The first time we hear about the main character of the work from a simple, kind, but inexperienced officer Maxim Maksimych. The image created by the old warrior is truly terrifying. Before the reader appears a soulless monster who, obeying a fleeting whim, ruined the flowering girl Bela, without experiencing a single drop of remorse. An elderly military man does not understand Pechorin and condemns him. The personal meeting that followed the conversation with Maxim Maksimych does not raise the hero in the eyes of the reader. Tired, dry, extremely restrained Pechorin does not cause any sympathy. But already after the death of Grigory Alexandrovich, the author tells readers the episodes from his life before meeting with Maxim Maksimych, and the character acquires depth and diversity. In the Taman chapter, Pechorin, as in the case of Bela, acts as a destroyer of human happiness. Intruding on the life of a group of smugglers, he forces them to flee, leaving his blind boy's accomplice to the mercy of fate.

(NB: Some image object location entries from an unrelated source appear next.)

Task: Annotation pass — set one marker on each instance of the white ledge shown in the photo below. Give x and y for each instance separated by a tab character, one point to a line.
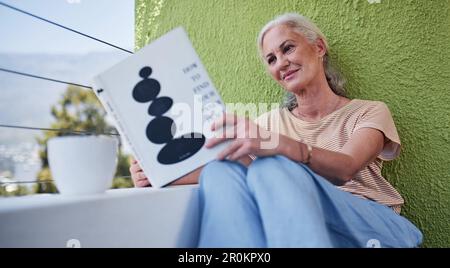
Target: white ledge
138	217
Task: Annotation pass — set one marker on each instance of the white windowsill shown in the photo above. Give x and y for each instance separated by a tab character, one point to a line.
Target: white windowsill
144	217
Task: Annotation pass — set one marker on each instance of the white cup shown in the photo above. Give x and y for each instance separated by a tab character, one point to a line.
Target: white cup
82	164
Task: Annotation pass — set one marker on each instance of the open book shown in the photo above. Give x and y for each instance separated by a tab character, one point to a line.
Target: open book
163	103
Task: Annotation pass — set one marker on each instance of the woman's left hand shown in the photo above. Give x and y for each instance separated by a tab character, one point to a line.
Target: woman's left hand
248	138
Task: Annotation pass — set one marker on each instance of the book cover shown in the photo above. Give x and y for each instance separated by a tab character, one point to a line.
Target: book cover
163	103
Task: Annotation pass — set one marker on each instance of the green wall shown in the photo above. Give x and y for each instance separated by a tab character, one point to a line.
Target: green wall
397	51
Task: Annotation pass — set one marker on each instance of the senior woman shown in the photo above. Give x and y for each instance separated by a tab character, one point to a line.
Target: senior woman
320	184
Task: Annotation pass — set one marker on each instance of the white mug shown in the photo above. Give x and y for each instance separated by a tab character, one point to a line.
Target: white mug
82	164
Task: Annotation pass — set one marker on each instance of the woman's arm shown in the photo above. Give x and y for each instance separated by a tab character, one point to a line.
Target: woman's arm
362	148
338	167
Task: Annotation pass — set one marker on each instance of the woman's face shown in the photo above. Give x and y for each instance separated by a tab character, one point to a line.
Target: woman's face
292	61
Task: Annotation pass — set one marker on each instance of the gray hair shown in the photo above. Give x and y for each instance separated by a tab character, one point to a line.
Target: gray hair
312	33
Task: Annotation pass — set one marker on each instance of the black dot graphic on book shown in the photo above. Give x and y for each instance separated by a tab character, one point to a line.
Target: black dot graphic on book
147	89
160	130
160	106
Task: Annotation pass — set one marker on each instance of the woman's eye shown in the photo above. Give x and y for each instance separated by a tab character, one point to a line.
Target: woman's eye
288	48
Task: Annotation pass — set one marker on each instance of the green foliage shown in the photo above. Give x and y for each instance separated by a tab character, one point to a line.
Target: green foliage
78	110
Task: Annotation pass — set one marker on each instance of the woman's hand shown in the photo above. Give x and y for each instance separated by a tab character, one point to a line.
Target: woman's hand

In this chapter, we understand that Grigory Alexandrovich is capable of experiencing emotions for people around him: he sincerely regrets that he ruined the lives of people who did nothing wrong with him. Pechorin himself after this incident sees in himself only a weak person, driven by fate, who, without even wanting it, causes surrounding trouble. After this follows the chapter "Princess Mary." It is in this chapter that the figure of the hero appears in all his tragedy. Passionate, sincere nature of Pechorin all his life trying to find his place in this world. Tormented by spleen, Gregory concocts a cruel experiment, as a result of which he breaks the heart of a young girl. At the same time, Lermontov shows that his hero is surrounded by hypocrites and scoundrels from the nobility, such as Grushnitsky and his hangers-on. Pechorin denies the world of ostentation and lies, but at the same time can neither create nor find alternatives to him, and therefore is doomed to eternal wandering and loneliness. In the next chapter, entitled “The Fatalist,” Gregory openly calls himself part of a lost generation, tired and doomed. But faced with death face to face, he comes to the conclusion that a person is not a limp doll in the hands of rock, and can fight him.
The composition of the novel, created by Lermontov, allows you to better understand Grigory Alexandrovich Pechorin and, if not forgive, then at least understand this person who has become a living embodiment of an entire era.